Take note wily ambushers: Powerade's endlessly long Venus Williams Zero Ferry up the east river and wretched bus ride to Flushing Meadows (an hour door to door) just goes to prove that it's not the first sponsor message you see, it's the lasting one. Once we finally got there, plenty of tennis to see. Nevermind that fact, we got a chance to look at all of the U.S. Open activations! Rather than talk about them, we figured we'd just show you what we saw through some pictures and video broken down into four categories: Mobile Activations, Just for Fun, Utility and the Remnants.

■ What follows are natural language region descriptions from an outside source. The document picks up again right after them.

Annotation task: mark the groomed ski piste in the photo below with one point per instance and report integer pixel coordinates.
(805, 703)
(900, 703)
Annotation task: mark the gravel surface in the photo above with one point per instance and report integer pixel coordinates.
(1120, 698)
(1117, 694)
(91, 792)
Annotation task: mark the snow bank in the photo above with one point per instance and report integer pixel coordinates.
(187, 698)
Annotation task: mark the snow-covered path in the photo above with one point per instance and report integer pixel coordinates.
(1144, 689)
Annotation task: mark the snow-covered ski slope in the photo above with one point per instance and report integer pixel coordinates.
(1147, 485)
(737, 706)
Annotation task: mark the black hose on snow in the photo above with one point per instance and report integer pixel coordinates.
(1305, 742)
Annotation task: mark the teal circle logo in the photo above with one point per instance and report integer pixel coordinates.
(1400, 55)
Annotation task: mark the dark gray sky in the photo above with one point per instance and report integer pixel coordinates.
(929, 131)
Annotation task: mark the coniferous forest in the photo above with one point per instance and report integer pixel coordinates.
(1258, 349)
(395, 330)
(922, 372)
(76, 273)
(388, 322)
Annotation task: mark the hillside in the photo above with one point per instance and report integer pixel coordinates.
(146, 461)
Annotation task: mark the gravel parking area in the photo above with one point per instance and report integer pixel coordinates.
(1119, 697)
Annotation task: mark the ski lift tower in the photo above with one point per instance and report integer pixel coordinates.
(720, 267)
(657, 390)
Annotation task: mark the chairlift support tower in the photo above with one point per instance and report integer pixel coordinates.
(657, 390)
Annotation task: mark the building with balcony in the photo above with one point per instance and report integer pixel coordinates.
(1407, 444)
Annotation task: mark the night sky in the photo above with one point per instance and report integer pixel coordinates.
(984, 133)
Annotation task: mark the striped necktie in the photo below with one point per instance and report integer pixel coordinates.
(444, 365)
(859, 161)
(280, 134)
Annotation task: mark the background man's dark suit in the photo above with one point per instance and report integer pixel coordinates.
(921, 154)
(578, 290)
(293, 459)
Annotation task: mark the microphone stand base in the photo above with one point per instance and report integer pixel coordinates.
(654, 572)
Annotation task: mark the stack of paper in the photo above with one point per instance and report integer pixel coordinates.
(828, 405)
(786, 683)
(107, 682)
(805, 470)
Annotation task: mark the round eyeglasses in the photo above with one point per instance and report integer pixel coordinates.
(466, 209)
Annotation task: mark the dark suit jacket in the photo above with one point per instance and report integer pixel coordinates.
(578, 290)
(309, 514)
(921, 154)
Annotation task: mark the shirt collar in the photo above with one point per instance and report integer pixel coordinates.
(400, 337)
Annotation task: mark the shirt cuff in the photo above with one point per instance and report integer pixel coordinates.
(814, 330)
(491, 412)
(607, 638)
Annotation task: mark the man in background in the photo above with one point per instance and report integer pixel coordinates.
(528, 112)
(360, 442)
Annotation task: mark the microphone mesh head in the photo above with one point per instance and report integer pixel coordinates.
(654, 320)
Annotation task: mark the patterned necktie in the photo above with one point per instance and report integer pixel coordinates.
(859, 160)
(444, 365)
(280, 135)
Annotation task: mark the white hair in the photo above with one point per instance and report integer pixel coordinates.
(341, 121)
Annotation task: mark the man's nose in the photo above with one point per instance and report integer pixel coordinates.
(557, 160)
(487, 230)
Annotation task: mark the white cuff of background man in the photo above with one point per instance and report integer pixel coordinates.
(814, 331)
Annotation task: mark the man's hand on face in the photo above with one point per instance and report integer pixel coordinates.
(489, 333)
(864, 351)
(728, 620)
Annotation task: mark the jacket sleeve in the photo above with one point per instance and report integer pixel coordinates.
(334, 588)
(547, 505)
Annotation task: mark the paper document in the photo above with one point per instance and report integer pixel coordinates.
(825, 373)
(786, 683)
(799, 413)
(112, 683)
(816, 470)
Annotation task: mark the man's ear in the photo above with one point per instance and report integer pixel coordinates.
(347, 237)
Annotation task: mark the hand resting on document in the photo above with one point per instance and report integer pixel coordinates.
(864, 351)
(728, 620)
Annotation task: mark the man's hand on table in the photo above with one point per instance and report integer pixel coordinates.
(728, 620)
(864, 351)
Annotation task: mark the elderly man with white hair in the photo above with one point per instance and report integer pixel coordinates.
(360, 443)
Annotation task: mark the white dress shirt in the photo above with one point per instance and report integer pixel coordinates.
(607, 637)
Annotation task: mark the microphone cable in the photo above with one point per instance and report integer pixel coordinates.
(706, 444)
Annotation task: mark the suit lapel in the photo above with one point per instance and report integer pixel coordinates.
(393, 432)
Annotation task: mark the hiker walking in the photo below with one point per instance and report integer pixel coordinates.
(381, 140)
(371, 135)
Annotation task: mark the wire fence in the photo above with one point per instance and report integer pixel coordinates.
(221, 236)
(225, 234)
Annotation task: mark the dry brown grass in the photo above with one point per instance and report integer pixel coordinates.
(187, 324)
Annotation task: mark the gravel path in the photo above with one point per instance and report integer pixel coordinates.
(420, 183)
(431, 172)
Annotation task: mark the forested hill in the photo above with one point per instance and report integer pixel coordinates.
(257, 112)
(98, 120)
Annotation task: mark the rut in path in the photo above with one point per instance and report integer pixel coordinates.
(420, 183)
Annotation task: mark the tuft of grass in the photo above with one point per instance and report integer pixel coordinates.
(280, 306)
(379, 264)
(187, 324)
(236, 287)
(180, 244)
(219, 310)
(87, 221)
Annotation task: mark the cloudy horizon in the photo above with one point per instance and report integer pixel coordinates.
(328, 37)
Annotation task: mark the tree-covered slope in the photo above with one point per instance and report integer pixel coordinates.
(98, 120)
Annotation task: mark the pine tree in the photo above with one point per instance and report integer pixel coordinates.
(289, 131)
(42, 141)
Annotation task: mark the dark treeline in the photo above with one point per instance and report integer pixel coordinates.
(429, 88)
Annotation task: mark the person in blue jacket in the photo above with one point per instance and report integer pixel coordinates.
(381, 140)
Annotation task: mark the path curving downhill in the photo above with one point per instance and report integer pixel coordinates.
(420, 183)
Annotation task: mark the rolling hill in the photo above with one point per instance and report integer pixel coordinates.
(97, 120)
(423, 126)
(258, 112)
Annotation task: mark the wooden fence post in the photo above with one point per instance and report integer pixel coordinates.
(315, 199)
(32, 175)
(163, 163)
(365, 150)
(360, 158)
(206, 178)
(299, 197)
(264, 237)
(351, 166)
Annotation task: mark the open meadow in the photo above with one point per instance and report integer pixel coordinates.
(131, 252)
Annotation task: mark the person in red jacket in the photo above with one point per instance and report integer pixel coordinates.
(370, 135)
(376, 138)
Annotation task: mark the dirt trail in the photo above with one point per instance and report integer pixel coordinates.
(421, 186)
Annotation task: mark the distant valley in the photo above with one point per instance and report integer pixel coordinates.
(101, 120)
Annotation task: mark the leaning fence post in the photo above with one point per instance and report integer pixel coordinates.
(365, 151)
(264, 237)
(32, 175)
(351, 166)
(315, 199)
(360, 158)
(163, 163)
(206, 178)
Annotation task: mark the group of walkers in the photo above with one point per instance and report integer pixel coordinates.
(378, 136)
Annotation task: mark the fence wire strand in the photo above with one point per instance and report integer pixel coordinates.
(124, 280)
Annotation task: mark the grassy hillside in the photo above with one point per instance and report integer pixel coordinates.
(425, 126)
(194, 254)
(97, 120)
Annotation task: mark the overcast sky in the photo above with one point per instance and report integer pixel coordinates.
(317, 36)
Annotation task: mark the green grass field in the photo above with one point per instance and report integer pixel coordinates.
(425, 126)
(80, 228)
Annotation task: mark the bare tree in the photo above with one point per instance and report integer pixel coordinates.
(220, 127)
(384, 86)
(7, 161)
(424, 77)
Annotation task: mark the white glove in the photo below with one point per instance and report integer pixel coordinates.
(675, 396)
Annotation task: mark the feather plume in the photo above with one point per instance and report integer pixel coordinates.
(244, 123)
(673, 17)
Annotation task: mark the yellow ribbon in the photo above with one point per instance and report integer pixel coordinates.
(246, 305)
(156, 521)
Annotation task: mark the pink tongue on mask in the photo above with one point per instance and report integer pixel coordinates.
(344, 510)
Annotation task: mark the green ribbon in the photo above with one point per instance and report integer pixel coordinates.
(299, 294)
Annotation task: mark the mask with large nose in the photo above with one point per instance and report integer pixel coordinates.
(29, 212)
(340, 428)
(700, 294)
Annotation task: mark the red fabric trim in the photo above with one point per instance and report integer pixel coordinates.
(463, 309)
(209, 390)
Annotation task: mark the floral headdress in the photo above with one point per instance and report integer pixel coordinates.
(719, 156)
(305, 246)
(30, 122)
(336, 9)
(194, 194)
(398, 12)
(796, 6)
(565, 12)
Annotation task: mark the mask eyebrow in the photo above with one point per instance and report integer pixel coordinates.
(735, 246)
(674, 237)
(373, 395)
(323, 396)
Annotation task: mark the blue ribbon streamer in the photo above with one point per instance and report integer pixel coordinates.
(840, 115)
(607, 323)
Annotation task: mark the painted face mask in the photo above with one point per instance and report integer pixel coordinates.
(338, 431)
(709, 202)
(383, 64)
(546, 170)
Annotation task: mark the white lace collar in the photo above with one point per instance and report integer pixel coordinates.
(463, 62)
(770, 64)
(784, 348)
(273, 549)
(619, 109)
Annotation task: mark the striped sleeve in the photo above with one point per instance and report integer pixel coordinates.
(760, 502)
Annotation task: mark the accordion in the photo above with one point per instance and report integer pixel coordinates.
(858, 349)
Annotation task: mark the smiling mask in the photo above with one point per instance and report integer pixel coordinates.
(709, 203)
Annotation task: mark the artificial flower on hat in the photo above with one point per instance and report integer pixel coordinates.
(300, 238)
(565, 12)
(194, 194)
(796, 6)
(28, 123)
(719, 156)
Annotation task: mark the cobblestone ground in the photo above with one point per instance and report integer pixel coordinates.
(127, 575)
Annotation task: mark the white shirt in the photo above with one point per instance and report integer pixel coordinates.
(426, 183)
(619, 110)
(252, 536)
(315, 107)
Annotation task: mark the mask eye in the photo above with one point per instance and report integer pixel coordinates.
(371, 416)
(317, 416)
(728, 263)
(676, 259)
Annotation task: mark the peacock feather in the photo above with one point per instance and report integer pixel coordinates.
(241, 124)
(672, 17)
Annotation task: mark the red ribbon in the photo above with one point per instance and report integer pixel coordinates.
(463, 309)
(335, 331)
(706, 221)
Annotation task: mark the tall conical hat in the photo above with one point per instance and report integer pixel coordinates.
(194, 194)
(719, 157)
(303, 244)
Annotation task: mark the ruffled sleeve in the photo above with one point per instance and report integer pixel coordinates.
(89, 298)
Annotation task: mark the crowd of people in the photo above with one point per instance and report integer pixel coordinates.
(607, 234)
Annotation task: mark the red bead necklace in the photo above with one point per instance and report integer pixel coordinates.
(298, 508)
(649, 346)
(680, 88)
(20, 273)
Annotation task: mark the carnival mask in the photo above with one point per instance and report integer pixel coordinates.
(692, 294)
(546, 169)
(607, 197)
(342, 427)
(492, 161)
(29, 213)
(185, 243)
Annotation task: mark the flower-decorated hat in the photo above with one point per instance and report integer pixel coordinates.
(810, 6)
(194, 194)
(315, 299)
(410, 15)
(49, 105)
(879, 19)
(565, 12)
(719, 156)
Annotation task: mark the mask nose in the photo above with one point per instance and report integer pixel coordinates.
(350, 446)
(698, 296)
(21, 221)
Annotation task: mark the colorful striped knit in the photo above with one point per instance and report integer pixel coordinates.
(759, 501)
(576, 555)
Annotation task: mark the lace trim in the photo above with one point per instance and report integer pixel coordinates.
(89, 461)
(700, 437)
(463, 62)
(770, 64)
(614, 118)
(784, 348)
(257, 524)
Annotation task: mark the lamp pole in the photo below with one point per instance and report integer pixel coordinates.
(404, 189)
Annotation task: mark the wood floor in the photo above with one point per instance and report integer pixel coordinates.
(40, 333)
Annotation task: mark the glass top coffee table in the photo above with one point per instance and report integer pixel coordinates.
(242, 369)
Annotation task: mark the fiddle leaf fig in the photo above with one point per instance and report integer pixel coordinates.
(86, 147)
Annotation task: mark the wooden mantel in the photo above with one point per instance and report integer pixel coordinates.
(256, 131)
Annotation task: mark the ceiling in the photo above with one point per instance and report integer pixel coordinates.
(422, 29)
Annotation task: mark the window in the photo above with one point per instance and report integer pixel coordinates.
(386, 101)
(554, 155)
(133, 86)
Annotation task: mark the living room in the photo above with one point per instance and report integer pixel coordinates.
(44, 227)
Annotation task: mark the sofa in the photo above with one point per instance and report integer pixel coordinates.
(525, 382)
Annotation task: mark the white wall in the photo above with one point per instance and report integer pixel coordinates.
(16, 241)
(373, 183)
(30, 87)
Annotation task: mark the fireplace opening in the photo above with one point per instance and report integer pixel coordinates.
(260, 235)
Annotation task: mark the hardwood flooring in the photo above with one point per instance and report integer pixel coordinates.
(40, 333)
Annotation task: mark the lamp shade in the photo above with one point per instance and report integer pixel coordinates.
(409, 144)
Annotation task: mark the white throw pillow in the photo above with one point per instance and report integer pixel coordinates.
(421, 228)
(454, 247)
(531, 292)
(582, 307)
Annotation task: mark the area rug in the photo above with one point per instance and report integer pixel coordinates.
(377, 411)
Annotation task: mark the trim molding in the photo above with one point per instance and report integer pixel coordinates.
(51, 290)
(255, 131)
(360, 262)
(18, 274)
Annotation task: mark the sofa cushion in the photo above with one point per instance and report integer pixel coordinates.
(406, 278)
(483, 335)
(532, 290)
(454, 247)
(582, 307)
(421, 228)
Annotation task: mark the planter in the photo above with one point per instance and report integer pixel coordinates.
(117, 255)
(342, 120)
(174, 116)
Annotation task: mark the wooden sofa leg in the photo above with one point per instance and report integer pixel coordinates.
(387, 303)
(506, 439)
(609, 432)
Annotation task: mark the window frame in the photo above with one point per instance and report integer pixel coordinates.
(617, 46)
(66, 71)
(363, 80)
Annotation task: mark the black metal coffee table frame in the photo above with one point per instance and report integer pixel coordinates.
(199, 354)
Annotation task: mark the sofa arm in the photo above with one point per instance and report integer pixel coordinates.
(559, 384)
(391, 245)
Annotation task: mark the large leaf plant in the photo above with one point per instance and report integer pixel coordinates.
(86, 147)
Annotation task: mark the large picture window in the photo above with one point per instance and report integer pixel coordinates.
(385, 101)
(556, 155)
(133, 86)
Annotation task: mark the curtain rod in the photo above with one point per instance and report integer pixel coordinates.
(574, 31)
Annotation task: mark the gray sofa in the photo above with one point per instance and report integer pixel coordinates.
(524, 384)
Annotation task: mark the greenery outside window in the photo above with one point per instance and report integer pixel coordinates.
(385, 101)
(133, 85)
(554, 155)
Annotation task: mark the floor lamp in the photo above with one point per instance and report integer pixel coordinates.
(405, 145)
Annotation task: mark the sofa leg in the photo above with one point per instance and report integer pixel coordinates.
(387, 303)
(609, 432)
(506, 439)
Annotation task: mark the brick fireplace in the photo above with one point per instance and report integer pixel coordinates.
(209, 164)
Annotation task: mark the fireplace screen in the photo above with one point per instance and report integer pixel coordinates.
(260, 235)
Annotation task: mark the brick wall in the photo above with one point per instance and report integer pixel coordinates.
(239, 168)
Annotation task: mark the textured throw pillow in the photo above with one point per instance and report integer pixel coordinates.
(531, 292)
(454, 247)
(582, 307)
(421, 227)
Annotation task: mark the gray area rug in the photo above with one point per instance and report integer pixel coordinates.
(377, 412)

Did we miss something? Which activation do you like the best? Vote at the end for the first annual SponsorPitch sponsorship activation award.

  • Going Mobile

    First... a mobile spin on some old standby's, American Express and Chase. Chase allows you to text to win tickets, the American Express iPhone App will bring live scores and results to your phone and American Express Radio Live lets cardholders pick up a radio that lets them see all the action in their seats, while listening to expert commentary. The radio is cool, but I think Chase wins for simplicity. Consumers simply text the word "WIN" to 24273. Chase will immediately text back to notify them if they've won and direct them to the Web site where they can redeem their tickets.


  • Just for Fun

    Games are fun, but they have to be tied to a a message to be an effective activation. The entries in this category: American Express Rally with a Pro Experience, Mass Mutual's half a racket game and the Continental Tennis Ball Plane. The Amex text to play game was fun - and can't miss - but didn't really say anything. On the other hand, Mass Mutual's half a racket game was annoying, frustrating, F@#%& ... but it got the intended message across: "can you live on half?"


  • Utility

    There's nothing better than a sponsor's product in action, providing a real utility to either fans or the players themselves. Unless one of your major competitors (i.e. Lacoste) has a larger store than you on-site. In this category: Lexus, the official vehicle; Continental Check In to Win; American Express Concierge; Polo, the official clothing; the Heineken Pub, IBM and Citizen Watches.

  • The Remnants

    Finally, you can generally tell the remnant inventory because it's primarily media and some basic activation. That said, Oikos Greek Yogurt and SpongeTech might be laughing all the way to the bank when they break down the spend/media ROI. With that said, how on earth do you make a booth full of sponges sexy?

    Takeaway from Day 1: no matter how clever and cost efficient your ambush is, it can never recreate the power and atmosphere of the live experience. Creative, but constrained gorilla marketers will have a hard time ambushing sponsors that look to add value to that.